Materials and methods: Gene expression profiles (GSE30528, GSE96804, and GSE99339) for samples obtained from DKD and controls were downloaded from the Gene Expression Omnibus database as a training set, and the gene expression profiles (GSE47185 and GSE30122) were downloaded as a validation set. Differentially expressed genes (DEGs) were identified using the training set, and functional correlation analyses were performed. The least absolute shrinkage and selection operator (LASSO), support vector machine-recursive feature elimination (SVM-RFE), and random forests (RF) were performed to identify potential diagnostic biomarkers. To evaluate the diagnostic efficacy of these potential biomarkers, receiver operating characteristic (ROC) curves were plotted separately for the training and validation sets, and immunohistochemical (IHC) staining for biomarkers was performed in the DKD and control kidney tissues. In addition, the CIBERSORT, XCELL and TIMER algorithms were employed to assess the infiltration of immune cells in DKD, and the relationships between the biomarkers and infiltrating immune cells were also investigated.

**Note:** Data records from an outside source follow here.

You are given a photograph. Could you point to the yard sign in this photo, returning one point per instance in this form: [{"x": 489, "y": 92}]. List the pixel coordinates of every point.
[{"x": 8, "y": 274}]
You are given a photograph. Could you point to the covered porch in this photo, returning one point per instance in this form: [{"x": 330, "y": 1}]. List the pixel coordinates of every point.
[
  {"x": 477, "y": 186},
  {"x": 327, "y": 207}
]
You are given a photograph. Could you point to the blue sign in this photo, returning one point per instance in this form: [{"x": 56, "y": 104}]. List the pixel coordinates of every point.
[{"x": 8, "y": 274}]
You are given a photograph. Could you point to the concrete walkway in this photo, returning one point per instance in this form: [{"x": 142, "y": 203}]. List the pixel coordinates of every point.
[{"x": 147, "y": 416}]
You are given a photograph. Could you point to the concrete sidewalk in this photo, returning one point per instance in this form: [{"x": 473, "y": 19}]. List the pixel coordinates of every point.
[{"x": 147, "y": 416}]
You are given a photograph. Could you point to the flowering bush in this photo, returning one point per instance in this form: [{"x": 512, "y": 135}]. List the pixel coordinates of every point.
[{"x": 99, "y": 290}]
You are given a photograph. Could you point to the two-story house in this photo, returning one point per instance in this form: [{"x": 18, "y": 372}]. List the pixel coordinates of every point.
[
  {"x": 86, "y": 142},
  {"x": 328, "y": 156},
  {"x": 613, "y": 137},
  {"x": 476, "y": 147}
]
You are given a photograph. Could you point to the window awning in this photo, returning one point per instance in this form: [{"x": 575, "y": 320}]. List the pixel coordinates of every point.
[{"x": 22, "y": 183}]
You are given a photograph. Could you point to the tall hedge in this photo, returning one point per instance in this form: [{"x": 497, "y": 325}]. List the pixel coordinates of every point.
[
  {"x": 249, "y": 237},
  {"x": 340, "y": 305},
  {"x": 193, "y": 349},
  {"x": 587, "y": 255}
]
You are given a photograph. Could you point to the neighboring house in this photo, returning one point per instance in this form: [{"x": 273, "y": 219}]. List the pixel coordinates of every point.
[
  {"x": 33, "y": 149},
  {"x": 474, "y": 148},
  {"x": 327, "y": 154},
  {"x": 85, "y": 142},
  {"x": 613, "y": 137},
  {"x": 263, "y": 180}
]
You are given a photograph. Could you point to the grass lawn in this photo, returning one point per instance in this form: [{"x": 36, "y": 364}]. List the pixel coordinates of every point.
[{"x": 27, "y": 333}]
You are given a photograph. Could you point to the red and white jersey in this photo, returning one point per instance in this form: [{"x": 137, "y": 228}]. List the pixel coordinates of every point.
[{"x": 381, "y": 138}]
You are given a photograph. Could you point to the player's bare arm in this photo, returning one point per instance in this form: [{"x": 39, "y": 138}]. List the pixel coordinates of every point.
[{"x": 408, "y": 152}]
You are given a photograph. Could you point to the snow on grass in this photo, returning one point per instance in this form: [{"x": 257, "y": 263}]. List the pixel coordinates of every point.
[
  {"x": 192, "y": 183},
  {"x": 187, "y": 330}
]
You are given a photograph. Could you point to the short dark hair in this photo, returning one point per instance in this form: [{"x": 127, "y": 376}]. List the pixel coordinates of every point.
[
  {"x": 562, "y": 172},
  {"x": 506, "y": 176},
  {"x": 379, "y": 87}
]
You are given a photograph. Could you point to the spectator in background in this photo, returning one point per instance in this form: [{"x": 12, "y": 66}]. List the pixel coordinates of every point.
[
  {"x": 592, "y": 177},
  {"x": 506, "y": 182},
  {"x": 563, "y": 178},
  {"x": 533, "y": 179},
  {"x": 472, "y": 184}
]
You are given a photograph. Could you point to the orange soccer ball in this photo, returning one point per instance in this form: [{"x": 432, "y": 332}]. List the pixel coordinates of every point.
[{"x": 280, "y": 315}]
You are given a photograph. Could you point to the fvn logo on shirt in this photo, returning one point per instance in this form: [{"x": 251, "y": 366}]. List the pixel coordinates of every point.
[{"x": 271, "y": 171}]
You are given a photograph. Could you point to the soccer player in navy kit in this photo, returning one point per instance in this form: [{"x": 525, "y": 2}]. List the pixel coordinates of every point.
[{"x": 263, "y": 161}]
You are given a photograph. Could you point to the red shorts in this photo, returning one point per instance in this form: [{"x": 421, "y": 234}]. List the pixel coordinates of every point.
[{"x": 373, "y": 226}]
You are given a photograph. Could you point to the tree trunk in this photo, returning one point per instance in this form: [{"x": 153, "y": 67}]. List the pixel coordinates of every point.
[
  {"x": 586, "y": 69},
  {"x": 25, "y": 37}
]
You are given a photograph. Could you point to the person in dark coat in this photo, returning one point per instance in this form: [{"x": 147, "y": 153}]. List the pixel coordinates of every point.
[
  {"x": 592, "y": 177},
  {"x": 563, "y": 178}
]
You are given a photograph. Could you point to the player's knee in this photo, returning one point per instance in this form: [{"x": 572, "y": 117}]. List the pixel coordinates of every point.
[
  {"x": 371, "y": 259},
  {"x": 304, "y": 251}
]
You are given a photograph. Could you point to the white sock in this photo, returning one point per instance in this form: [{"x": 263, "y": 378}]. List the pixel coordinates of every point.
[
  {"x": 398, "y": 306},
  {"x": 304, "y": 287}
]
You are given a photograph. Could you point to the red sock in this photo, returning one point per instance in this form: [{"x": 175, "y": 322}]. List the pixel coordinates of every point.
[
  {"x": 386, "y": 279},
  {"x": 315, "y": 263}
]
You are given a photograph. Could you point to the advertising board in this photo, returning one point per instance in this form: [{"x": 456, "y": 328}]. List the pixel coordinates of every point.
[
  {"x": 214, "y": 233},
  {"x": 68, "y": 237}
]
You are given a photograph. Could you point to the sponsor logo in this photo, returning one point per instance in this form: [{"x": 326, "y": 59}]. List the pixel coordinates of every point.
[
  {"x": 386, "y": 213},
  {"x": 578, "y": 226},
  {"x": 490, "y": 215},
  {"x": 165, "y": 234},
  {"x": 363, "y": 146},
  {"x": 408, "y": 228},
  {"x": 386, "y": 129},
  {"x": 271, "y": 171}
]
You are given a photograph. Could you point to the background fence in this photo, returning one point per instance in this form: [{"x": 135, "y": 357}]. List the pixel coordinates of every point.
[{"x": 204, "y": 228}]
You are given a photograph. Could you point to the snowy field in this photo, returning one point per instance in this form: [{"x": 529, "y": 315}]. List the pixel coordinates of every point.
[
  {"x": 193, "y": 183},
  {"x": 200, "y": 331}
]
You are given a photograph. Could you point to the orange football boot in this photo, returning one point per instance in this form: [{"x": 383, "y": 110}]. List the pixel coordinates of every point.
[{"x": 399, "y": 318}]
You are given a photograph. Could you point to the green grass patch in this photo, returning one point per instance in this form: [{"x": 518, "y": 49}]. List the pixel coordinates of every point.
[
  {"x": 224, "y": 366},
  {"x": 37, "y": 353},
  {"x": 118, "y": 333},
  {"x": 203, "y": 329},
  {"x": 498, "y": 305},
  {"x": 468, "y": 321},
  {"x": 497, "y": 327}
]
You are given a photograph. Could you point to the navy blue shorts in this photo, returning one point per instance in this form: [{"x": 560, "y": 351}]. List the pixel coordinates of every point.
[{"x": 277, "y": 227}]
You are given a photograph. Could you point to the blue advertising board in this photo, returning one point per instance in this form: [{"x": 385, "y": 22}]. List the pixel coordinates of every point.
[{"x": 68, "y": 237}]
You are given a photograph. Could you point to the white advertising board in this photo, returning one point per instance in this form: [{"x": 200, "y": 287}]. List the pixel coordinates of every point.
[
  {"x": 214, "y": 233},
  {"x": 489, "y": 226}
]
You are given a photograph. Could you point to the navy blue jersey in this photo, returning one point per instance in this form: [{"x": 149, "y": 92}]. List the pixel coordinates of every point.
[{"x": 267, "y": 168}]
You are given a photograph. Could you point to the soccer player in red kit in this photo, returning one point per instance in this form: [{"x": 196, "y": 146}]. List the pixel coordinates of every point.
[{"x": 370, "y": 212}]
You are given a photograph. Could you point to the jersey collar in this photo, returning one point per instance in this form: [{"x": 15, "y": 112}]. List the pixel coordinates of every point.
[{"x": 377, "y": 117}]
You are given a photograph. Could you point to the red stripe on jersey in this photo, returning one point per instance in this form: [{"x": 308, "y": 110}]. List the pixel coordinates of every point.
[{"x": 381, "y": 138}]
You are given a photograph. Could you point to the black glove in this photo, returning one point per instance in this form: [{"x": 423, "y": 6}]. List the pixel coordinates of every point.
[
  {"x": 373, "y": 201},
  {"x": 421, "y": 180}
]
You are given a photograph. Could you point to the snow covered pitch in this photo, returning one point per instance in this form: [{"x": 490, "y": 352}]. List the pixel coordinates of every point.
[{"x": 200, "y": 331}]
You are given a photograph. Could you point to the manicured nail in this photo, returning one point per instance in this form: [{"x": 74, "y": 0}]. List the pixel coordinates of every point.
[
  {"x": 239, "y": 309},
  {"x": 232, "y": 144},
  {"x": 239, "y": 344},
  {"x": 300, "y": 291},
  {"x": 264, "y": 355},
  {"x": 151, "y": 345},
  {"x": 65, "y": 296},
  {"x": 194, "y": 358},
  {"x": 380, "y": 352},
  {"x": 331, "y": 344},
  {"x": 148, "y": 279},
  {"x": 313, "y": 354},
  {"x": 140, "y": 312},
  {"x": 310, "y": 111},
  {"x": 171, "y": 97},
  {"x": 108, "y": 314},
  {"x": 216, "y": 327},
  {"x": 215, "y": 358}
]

Results: A total of 95 DEGs were identified. Using three machine learning algorithms, DUSP1 and PRKAR2B were identified as potential biomarker genes for the diagnosis of DKD. The diagnostic efficacy of DUSP1 and PRKAR2B was assessed using the areas under the curves in the ROC analysis of the training set (0.945 and 0.932, respectively) and validation set (0.789 and 0.709, respectively). IHC staining suggested that the expression levels of DUSP1 and PRKAR2B were significantly lower in DKD patients compared to normal. Immune cell infiltration analysis showed that B memory cells, gamma delta T cells, macrophages, and neutrophils may be involved in the development of DKD. Furthermore, both of the candidate genes are associated with these immune cell subtypes to varying extents.

Conclusion: DUSP1 and PRKAR2B are potential diagnostic markers of DKD, and they are closely associated with immune cell infiltration.

Keywords: bioinformatic analysis; diabetic kidney disease; diagnostic biomarker; immune infiltration; machine learning strategy.